Did it just become A LOT easier to get a job at Goldman Sachs?
It's not easy to get a job at Goldman Sachs. In the bank's annual shareholder letter, CEO Lloyd Blankfein regularly boasts about the hundreds of thousands of students who apply and the tiny minority who actually get accepted (the ratio was 130,000: 5,000 in 2016). But what if you don't have to try your luck on Goldman's graduate recruitment merry-go-round? What if you can start your career somewhere else and skip across to Goldman's sunlit uplands midway through?
This is looking like a possibility,
During yesterday's conference call, Goldman CFO Marty Chavez reiterated that Goldman has doubled its lateral hiring so far this year. Last month, Goldman CFO Harvey Schwartz said Goldman had doubled its external fixed income currencies and commodities (FICC) hires in 2017. It's not clear whether Chavez was referring to the same division, but it's clear is that if you want to work at Goldman Sachs you no longer need to get in at the bottom. You can now insert yourself half way up instead.

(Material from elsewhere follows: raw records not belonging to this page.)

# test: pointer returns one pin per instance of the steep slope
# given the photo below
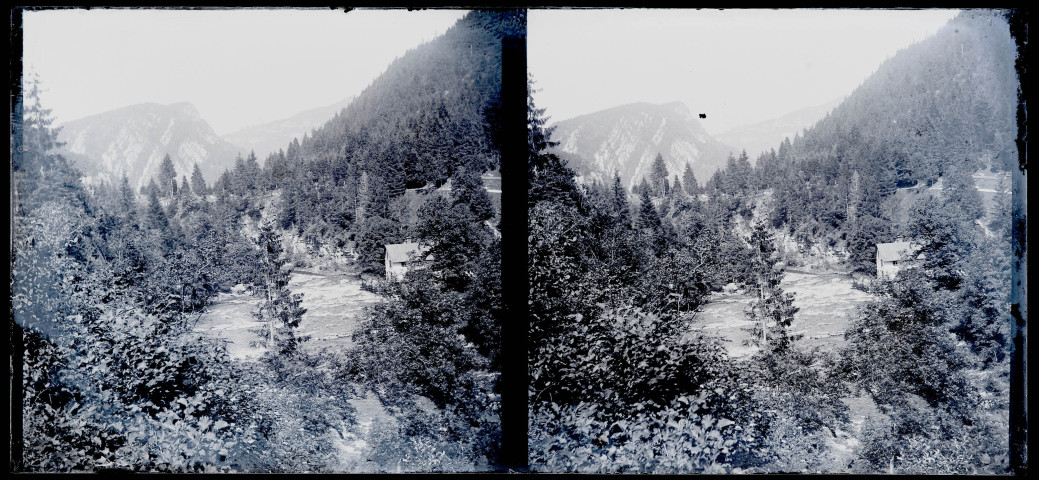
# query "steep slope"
(757, 138)
(943, 105)
(433, 109)
(134, 139)
(267, 138)
(629, 137)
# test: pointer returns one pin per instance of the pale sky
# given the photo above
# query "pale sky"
(239, 68)
(738, 67)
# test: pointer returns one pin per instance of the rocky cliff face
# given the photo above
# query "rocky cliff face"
(134, 139)
(629, 137)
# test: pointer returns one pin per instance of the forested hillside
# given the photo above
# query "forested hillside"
(431, 114)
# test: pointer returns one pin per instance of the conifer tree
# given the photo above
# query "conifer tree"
(689, 181)
(658, 175)
(281, 310)
(167, 177)
(198, 182)
(774, 310)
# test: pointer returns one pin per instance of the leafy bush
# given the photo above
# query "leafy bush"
(682, 436)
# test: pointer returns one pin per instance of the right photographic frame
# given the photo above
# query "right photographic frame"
(776, 241)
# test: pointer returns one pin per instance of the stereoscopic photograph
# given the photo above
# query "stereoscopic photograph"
(744, 241)
(258, 240)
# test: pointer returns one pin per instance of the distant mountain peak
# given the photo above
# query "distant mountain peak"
(627, 138)
(268, 137)
(134, 139)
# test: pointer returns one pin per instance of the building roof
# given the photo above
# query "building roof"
(893, 251)
(397, 252)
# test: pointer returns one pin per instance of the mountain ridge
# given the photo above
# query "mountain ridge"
(628, 137)
(271, 136)
(135, 138)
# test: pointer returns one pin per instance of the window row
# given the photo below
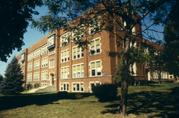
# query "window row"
(77, 52)
(36, 76)
(95, 69)
(44, 64)
(77, 86)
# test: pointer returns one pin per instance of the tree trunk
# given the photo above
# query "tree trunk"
(124, 91)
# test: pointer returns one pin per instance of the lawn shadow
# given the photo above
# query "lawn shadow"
(15, 101)
(162, 104)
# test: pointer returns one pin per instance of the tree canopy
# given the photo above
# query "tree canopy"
(15, 17)
(117, 16)
(171, 37)
(13, 80)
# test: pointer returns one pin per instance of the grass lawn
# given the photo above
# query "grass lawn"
(144, 102)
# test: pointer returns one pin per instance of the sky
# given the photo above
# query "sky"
(30, 37)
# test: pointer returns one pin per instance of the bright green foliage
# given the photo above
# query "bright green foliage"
(15, 17)
(171, 52)
(13, 80)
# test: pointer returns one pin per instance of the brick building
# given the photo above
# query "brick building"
(57, 61)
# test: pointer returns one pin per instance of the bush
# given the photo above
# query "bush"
(29, 86)
(105, 92)
(36, 85)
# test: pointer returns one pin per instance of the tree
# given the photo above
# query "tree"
(171, 37)
(1, 78)
(13, 80)
(15, 17)
(118, 17)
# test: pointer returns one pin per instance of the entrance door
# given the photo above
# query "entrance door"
(52, 78)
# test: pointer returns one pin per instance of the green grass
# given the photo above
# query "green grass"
(144, 101)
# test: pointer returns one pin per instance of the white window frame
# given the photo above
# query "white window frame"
(96, 69)
(44, 75)
(65, 55)
(29, 66)
(77, 74)
(95, 47)
(37, 64)
(95, 83)
(77, 53)
(81, 88)
(51, 63)
(36, 76)
(67, 72)
(65, 86)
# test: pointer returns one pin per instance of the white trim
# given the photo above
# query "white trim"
(79, 86)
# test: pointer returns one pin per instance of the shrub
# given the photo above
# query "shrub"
(105, 92)
(29, 86)
(36, 85)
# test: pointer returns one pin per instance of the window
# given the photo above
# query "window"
(134, 31)
(64, 86)
(65, 72)
(36, 76)
(78, 87)
(29, 66)
(29, 76)
(30, 56)
(44, 75)
(95, 68)
(78, 71)
(36, 53)
(95, 46)
(51, 63)
(133, 69)
(64, 39)
(77, 52)
(94, 28)
(65, 55)
(93, 84)
(44, 50)
(44, 63)
(51, 42)
(36, 64)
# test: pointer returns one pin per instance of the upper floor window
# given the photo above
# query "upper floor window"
(65, 55)
(133, 69)
(36, 75)
(65, 38)
(78, 87)
(51, 42)
(78, 71)
(94, 27)
(44, 63)
(29, 76)
(29, 66)
(77, 52)
(44, 50)
(64, 86)
(65, 72)
(36, 64)
(30, 56)
(95, 46)
(95, 68)
(51, 63)
(36, 53)
(44, 75)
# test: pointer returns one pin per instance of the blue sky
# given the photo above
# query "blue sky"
(30, 37)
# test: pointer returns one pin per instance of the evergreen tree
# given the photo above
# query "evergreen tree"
(117, 16)
(171, 37)
(13, 80)
(1, 78)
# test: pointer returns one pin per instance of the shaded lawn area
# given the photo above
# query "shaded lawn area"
(144, 101)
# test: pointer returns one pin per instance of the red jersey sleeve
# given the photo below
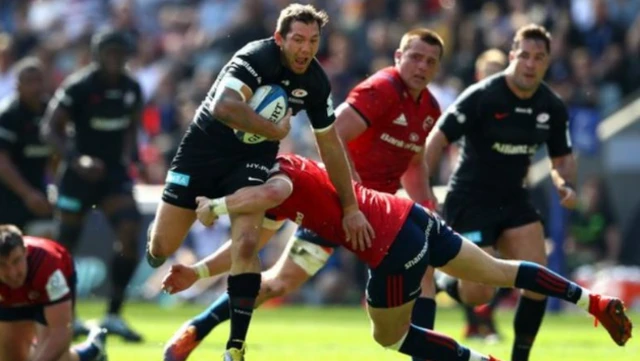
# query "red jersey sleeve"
(373, 98)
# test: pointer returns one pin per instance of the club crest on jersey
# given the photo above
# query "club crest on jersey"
(129, 98)
(299, 93)
(428, 123)
(542, 117)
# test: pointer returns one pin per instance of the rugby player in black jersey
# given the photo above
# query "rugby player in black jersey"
(103, 103)
(503, 120)
(213, 162)
(23, 156)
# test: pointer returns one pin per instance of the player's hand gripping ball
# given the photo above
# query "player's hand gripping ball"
(270, 101)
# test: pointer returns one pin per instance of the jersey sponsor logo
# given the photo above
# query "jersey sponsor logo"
(400, 143)
(474, 236)
(57, 286)
(129, 98)
(180, 179)
(36, 151)
(424, 249)
(329, 106)
(401, 120)
(109, 124)
(524, 110)
(428, 123)
(299, 93)
(514, 149)
(248, 67)
(252, 179)
(296, 100)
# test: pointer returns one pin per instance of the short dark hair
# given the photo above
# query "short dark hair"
(426, 35)
(26, 65)
(532, 32)
(10, 239)
(303, 13)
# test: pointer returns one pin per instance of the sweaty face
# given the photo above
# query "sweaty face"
(31, 84)
(418, 64)
(299, 46)
(529, 63)
(113, 58)
(13, 268)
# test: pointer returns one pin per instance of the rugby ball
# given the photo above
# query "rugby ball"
(270, 101)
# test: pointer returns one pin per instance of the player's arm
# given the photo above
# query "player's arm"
(55, 339)
(563, 162)
(415, 181)
(350, 125)
(230, 108)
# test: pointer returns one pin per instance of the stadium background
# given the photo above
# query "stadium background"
(181, 45)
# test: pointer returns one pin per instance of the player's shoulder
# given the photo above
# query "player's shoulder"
(9, 105)
(82, 77)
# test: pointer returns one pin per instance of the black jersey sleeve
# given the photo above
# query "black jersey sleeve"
(320, 111)
(559, 142)
(250, 65)
(9, 129)
(459, 118)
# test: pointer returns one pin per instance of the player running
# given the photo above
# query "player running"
(104, 104)
(212, 161)
(409, 238)
(384, 121)
(23, 155)
(37, 295)
(503, 121)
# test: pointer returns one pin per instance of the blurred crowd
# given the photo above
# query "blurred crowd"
(180, 46)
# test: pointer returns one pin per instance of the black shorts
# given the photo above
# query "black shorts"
(424, 240)
(202, 169)
(35, 312)
(77, 195)
(482, 221)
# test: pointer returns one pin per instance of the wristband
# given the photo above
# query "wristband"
(218, 206)
(202, 270)
(429, 204)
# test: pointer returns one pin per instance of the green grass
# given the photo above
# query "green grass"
(340, 334)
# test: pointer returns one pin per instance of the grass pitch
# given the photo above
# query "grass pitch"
(341, 334)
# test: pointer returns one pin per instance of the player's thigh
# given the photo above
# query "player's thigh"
(169, 228)
(16, 339)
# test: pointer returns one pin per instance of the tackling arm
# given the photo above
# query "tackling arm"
(55, 340)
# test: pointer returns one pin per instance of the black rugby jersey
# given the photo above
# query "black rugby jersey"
(20, 138)
(100, 112)
(501, 133)
(259, 63)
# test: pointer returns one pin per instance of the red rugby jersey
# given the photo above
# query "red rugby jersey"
(397, 128)
(49, 272)
(314, 204)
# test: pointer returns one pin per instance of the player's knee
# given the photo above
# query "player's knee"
(474, 294)
(246, 245)
(387, 336)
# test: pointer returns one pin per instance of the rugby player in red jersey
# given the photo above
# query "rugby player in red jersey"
(408, 239)
(384, 122)
(37, 294)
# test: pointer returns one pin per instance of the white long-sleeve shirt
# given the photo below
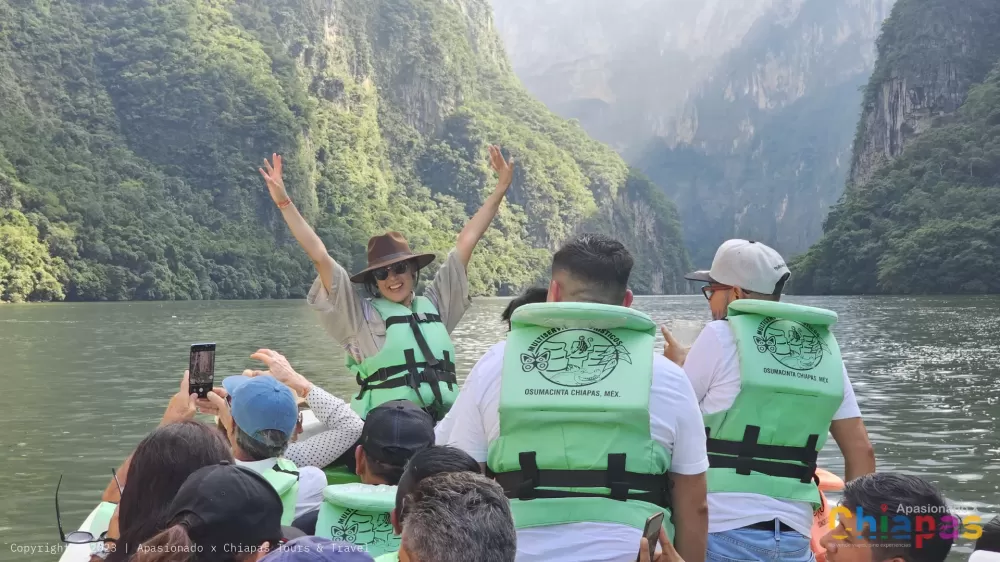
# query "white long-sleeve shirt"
(343, 431)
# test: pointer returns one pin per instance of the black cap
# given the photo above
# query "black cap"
(395, 431)
(232, 508)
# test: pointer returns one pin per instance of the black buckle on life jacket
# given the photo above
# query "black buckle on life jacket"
(529, 482)
(617, 481)
(529, 473)
(748, 456)
(751, 434)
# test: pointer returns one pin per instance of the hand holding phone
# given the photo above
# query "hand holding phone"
(201, 369)
(651, 533)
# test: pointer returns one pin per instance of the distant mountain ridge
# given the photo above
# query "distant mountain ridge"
(921, 213)
(132, 132)
(743, 113)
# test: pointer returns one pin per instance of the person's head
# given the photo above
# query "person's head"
(264, 413)
(902, 497)
(591, 268)
(429, 462)
(531, 295)
(988, 542)
(456, 517)
(393, 269)
(317, 549)
(392, 434)
(222, 513)
(742, 269)
(160, 464)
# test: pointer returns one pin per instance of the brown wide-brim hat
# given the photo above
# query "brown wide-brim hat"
(387, 249)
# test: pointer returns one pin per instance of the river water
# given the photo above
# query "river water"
(85, 382)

How far up? Executive director (the equivalent of director or senior vice president at other banks) looks like the sweet spot. In September and October 2017, Goldman has so far hired 16 executive directors globally according to LinkedIn. In the entirety of September and October 2016 the comparable figure for global ED hiring at GS was just five people. Executive directors typically have ten to 12 years' experience.

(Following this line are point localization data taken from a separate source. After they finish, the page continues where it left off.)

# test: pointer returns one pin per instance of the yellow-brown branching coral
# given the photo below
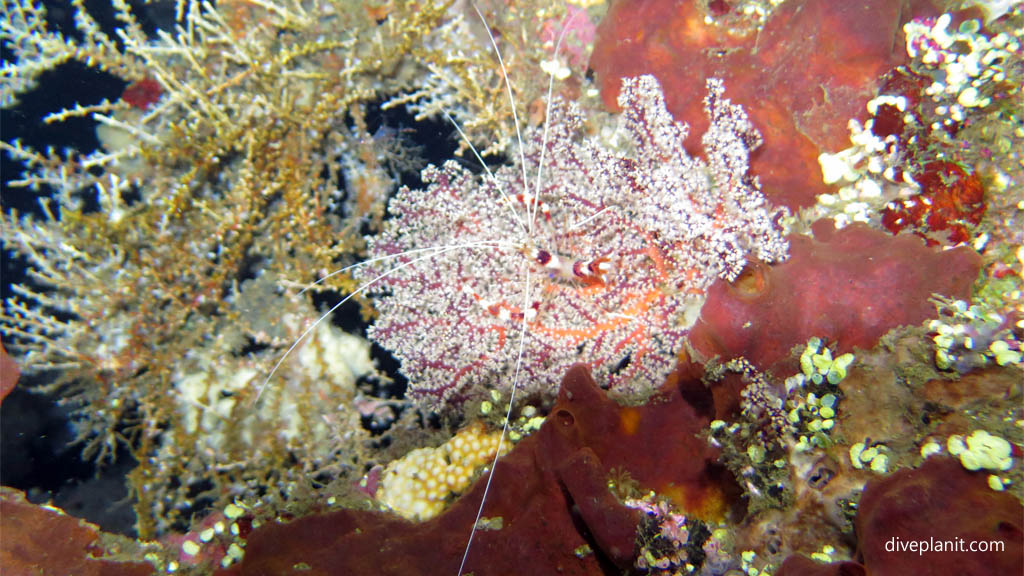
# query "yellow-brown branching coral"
(162, 264)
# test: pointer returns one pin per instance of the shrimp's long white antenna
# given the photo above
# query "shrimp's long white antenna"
(436, 251)
(501, 190)
(530, 211)
(515, 115)
(547, 112)
(505, 426)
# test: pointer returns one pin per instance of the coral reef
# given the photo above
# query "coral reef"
(801, 75)
(744, 389)
(550, 495)
(486, 282)
(71, 545)
(851, 286)
(930, 521)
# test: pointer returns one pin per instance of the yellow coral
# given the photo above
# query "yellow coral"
(419, 485)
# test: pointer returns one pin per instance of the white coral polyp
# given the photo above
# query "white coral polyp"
(668, 224)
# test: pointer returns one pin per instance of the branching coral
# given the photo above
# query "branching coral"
(599, 262)
(238, 156)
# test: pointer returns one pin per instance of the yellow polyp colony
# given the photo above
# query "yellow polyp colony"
(419, 485)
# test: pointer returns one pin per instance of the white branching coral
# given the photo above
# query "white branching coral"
(598, 256)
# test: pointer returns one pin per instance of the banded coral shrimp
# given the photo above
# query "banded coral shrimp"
(503, 282)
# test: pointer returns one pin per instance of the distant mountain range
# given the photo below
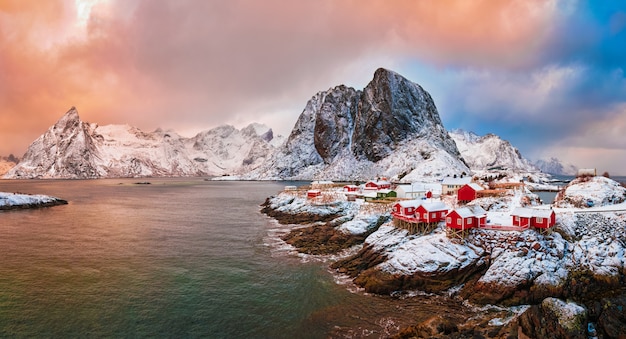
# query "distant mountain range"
(390, 128)
(555, 166)
(79, 150)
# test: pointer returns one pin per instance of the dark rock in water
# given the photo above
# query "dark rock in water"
(362, 267)
(609, 314)
(322, 239)
(554, 318)
(55, 202)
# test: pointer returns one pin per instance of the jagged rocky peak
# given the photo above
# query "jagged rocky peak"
(489, 151)
(391, 128)
(555, 166)
(258, 130)
(334, 121)
(391, 110)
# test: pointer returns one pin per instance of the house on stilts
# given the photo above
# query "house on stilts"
(461, 220)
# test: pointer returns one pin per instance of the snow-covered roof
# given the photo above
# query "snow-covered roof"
(409, 203)
(475, 186)
(322, 182)
(531, 212)
(378, 182)
(411, 188)
(471, 211)
(434, 206)
(456, 181)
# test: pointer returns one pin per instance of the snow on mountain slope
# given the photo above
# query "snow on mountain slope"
(391, 128)
(584, 192)
(489, 151)
(555, 166)
(76, 149)
(6, 163)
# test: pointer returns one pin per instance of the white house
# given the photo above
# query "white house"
(450, 185)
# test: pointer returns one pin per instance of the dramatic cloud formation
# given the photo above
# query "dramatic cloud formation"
(547, 75)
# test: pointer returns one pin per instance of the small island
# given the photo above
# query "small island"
(562, 278)
(17, 201)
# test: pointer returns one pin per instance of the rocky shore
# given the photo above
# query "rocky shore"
(570, 282)
(17, 201)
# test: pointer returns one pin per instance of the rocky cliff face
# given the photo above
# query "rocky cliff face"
(489, 151)
(391, 128)
(555, 166)
(76, 149)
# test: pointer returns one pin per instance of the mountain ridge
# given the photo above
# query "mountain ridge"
(390, 128)
(75, 149)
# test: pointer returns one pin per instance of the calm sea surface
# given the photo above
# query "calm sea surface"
(176, 258)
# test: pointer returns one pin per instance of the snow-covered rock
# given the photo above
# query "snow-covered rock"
(555, 166)
(73, 148)
(584, 192)
(391, 128)
(489, 151)
(6, 163)
(17, 200)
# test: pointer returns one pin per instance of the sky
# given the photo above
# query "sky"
(547, 75)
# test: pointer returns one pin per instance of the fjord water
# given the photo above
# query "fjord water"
(175, 258)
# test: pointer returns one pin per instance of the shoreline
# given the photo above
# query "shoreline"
(539, 272)
(20, 201)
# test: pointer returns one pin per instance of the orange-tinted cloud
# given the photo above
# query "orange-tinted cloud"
(194, 64)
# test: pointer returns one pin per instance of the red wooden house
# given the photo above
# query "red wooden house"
(468, 192)
(313, 193)
(466, 217)
(350, 188)
(405, 208)
(431, 212)
(377, 185)
(532, 217)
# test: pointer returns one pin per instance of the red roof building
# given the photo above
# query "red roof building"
(466, 217)
(350, 188)
(431, 212)
(405, 208)
(533, 217)
(468, 192)
(313, 193)
(377, 185)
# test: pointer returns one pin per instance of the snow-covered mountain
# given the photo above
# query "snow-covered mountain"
(391, 128)
(6, 163)
(489, 151)
(555, 166)
(73, 148)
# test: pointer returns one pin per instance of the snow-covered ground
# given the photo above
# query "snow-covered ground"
(584, 239)
(8, 200)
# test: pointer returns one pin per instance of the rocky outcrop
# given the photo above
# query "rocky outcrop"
(555, 166)
(76, 149)
(555, 318)
(585, 192)
(17, 201)
(490, 151)
(391, 110)
(391, 128)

And if you miss the ED entry opportunity? You can always try getting into Goldman as a managing director (MD) instead. As we pointed out earlier this week, the pace of senior hiring at Goldman has been causing apprehension among the firm's MD hopefuls, who fear their chances of promotion have been blocked by all the big names parachuted in. These fears are not without reason: in September and October 2017 Goldman has so far hired-in seven managing directors. In September and October 2016 it hired in...two. Managing directors usually have fifteen years' experience.
Needless to say, the fact that Goldman has hired 23 MDs and EDs in the past two months doesn't imply that getting a job at the firm is now a cakewalk. Particularly compared to the thousands of people Goldman hires at the bottom. "We're still very selective," says one Goldman ED. "It's a lean ship here."

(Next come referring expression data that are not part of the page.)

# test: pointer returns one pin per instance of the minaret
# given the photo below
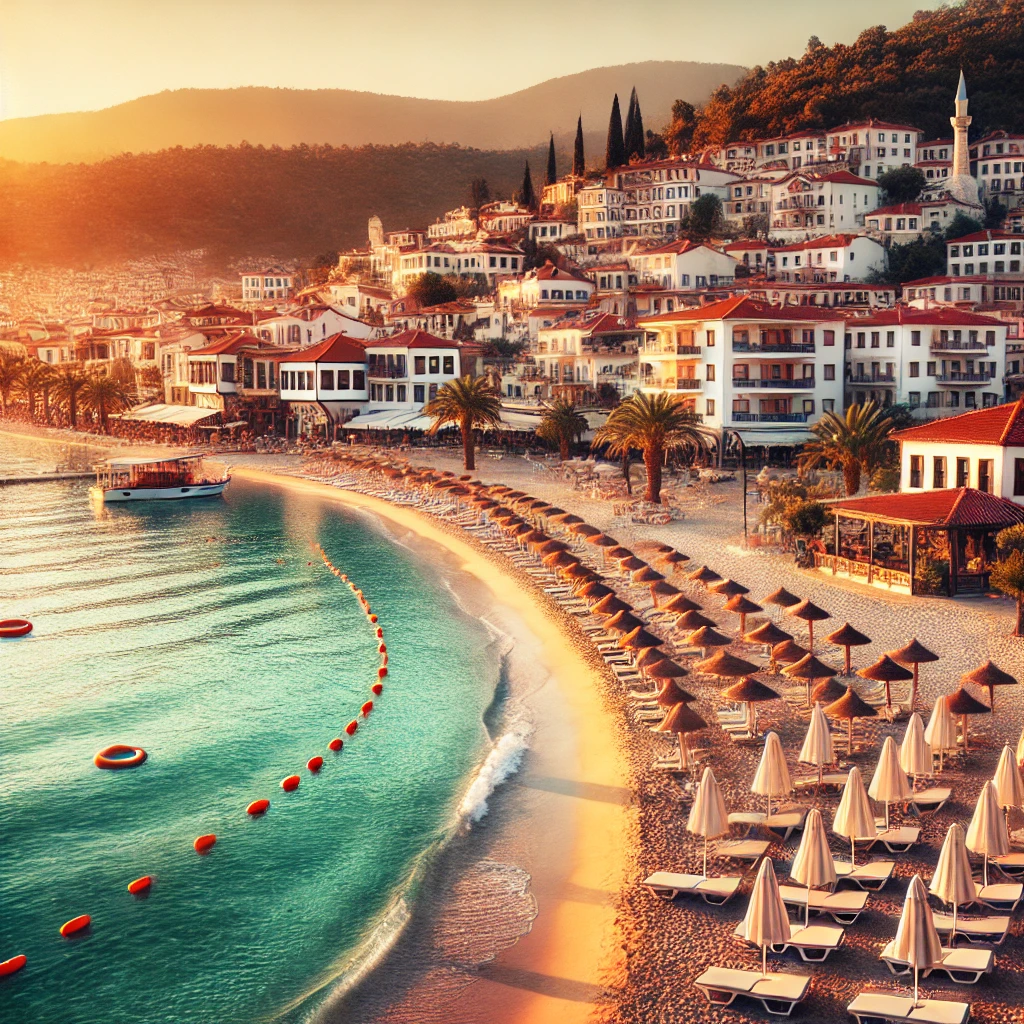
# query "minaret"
(961, 123)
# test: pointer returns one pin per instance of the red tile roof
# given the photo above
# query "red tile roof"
(954, 507)
(337, 348)
(1003, 425)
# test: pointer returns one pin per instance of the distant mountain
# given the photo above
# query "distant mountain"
(341, 117)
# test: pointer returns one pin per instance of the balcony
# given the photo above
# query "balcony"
(769, 417)
(776, 384)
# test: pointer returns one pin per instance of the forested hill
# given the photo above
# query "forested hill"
(908, 75)
(239, 200)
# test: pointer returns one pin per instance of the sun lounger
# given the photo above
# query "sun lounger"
(1001, 898)
(897, 840)
(991, 931)
(870, 877)
(813, 942)
(930, 801)
(715, 891)
(870, 1007)
(778, 993)
(844, 906)
(964, 966)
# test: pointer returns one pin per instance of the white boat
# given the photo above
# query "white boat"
(136, 479)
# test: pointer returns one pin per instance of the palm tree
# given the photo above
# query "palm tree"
(854, 442)
(468, 401)
(11, 366)
(69, 379)
(654, 424)
(103, 394)
(562, 423)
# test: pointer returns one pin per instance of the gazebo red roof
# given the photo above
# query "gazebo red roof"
(951, 507)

However, it does seem clear that Goldman Sachs is now in search of fresh, senior, blood. Schwartz said as much in September and Chavez confirmed this yesterday when he said that the firm is focused on bringing in "coverage and distribution" professionals, presumably as it seeks to increase its penetration of corporate clients. Even so, you don't have to be a corporate salesperson to jump in at the top of Goldman's hierarchy now: as the chart below shows, plenty of the recent hires have been in trading, technology, and support functions too. Most notably, Goldman recruited Robert Waugh, the former head of CloudWatch logs engineering at Amazon a few weeks ago.